La sécurité : merci la motricité libre, Aurèle a toujours évolué en toute indépendance. J’avais pris l’habitude de repérer les choses qui pouvaient être dangereuses et de les retirer de son environnement. Maintenant qu’il est plus grand, je ne le fais plus. Mais quand nous arrivons dans un nouveau lieu, je prends le temps de lui expliquer ce qui peut être dangereux, ou fragile. Et puis s’il tombe, et bien il se relève !

Dans la rue : nous sortons chaque jour en ville, avec de nombreuses rues à traverser. Depuis qu’Aurèle marche sur des distances de plus en plus longues, nous marchons sans prendre la poussette. Et depuis ses 2 ans nous la prenons très rarement, seulement pour les grandes distances. J’ai enseigné à Aurèle très tôt à s’arrêter à la route, à m’attendre, à regarder ensemble. Il a maintenant compris le danger que représentent les voitures. Au point que si je marche sur la chaussée, il me tire par la main en me disant « maman voitures écraser toi ». Du coup, je n’exige pas qu’il me tienne la main. Je le laisse partir devant moi, parfois 20, 30, 50 mètres, je sais qu’il s’arrêtera toujours à la route. Cela me demande un très grand lâcher prise (et de faire fi du regard des passants sur ce petit garçon que personne ne contrôle !). Je lui fais confiance et c’est à mon sens un des plus beaux cadeaux que l’on puisse faire à un enfant.

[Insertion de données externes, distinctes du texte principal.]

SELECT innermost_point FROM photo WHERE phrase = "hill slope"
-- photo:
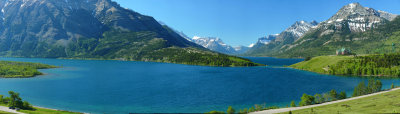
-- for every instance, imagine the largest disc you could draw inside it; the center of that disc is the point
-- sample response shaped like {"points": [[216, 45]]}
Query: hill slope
{"points": [[100, 29], [363, 30]]}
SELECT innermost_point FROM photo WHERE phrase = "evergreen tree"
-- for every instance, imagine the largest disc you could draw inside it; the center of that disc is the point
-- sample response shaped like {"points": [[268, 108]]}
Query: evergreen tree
{"points": [[392, 86], [333, 94], [342, 95], [230, 110], [292, 104], [306, 100]]}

L’ordre : comme nous faisons la rotation des jouets, Aurèle n’a jamais beaucoup de jouets sortis. Les livres peuvent s’accumuler sur le canapé, la table, autour du lit. Je fais alors remarquer que l’on ne peut plus s’asseoir ou marcher, que l’on risque de les abîmer. Et je commence à les ranger. Aurèle vient souvent alors poursuivre le rangement avec moi. Comme d’habitude, c’est par imitation que les compétences s’acquièrent, et non en exigeant on en entrant en conflit.

Le temps : notre rythme de vie est assez lent, et s’adapte en grande partie à Aurèle. Je n’ai presque jamais besoin de le presser. Si je ne travaille pas, nous allons à notre rythme en fonction de ce que nous voulons faire. Si nous avons décidé de nous rendre quelque part, et qu’Aurèle traîne pour se préparer, je peux dire « la bibliothèque va bientôt fermer, si nous voulons emprunter des livres il faudrait partir maintenant », et je l’aide à accomplir les tâches qui lui sont encore difficiles (comme mettre ses chaussures). Quand je travaille, Aurèle est gardé à domicile. Il n’a jamais besoin d’être prêt tôt le matin, avant que je ne parte. C’est la baby sitter qui suit alors son rythme, l’accompagne pour son petit déjeuner, sa toilette et l’habillage. Finalement s’il ne s’habille qu’à 10h et prend une collation dans la matinée car il n’avait pas faim le matin, il n’y a aucun problème pour nous.

Certaines personnes diront que nous faisons de lui un enfant roi, que nous sommes laxistes, qu’un enfant a besoin d’être éduqué et d’obéir, ou encore que la vie est faite de contraintes et qu’il vaut mieux s’y préparer.

Je répondrais que notre cadre éducatif est pensé, que nous accordons beaucoup d’importance à l’autonomie, et que c’est en ayant confiance en soi que l’on développe des ressources pour trouver des solutions aux contraintes que la vie met sur notre chemin. Cette façon de penser est très certainement hérité de notre enfance. Pour ma part, j’ai toujours eu la confiance de mes parents, pour tous les choix que j’ai pu faire. Aujourd’hui, si je n’ai pas peur de choisir une vie « différente », de ne pas faire comme tout le monde, d’avoir de nouveaux projets, et de réfléchir à des solutions aux problèmes qui se présentent, c’est grâce à cette confiance en moi.

Je disais donc que la plupart du temps  je suis cool.

Et puis il y a ces moments où je pense à autre chose. Où je suis davantage stressée. Où j’oublie où se trouvent les priorités. Où je le presse pour aller au manège. Où je râle pour un papier déchiré. Où je soupire pour un repas qui s’éternise.

« Pas grave maman ». 

Et là, c’est comme si tout mon référentiel était remis en perspective. Non ce n’est pas grave mon chéri.

La maladie, les guerres, la souffrance des enfants, la malhonnêteté, l’injustice, ça c’est grave. Manger à 13h ou se coucher à 21h30, rafistoler un livre avec du scotch, ramasser les débris d’un verre cassé, ce n’est pas grave.

Alors merci à mon fils de m’aider à remettre de l’ordre dans mes priorités et à lâcher prise sur ce qui n’est pas important.